この超大型IPOが、仮想通貨市場にとっての「流動性吸収(liquidity siphon)」として強く意識されています。SpaceXはイーロン·マスク氏関連の企業であるため、その投資家層は仮想通貨の保有層(リスク許容度が高く、最先端テクノロジーを好む人々)と非常に強く重なります。そのため、仮想通貨投資家たちが「一度仮想通貨を売却して現金化し、SpaceXのIPOに参加しようとしている」という動きが観測されています。BNPパリバの予測によれば、この動きにより約 500 億ドル($50B)規模の資金が仮想通貨から株式市場へシフト(流出)するとされています。

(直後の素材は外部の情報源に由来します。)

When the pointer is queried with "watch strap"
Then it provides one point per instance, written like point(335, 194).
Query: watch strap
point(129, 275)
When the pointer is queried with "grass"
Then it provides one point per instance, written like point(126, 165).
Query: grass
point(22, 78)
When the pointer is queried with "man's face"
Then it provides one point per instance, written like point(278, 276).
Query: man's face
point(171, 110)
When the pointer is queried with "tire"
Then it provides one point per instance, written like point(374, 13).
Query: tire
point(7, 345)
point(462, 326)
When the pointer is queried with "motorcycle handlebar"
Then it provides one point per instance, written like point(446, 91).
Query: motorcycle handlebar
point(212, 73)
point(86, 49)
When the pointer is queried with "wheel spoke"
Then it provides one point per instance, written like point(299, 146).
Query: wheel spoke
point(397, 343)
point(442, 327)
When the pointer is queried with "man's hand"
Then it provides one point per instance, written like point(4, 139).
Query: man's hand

元BitMEXのアーサー·ヘイズ氏も、この「AIバブル」とも言える1.5兆ドル規模のAI関連債務やメガIPO(SpaceX、Anthropic、OpenAIなど)の発行、および上昇する原油価格がAI複合体を脅かしつつ、ビットコインの上昇に必要な市場の流動性を吸い上げているというマクロ理論を展開しています。
同氏率いるメイルストロム(Maelstrom)も、自社の株式ポートフォリオを仮想通貨関連のポジションから米国のエネルギー生産企業へとシフトさせたことを明かしており、「AIバブルが一度崩壊するまでビットコインは持続的な上昇路線に戻れない(バブル崩壊後に流動性サイクルが回って急騰する)」という正反対の衝撃的な警告を発しています。また、ジェフ·パーク氏も同様に、投資家がSpaceXやAnthropicのようなホットなプライベート市場のAI投資に資金を振り向けることが、BTC売却の引き金になっている可能性を指摘しています。
ただし、伝統金融と分散型金融(DeFi)の融合という観点では進展もあります。Ondo Finance(オンド·ファイナンス)などが、このSpaceX株をオンチェーンでトークン化(仮想通貨化)した「SPCXon」の提供を予定しており、架け橋としての動きは見られます。短期的には資金流出要因ですが、多くの専門家はこれは一時的なイベントであり、IPOが終了した後は行き場を失った資金が再び仮想通貨市場に戻ってくる可能性があるとも見ています。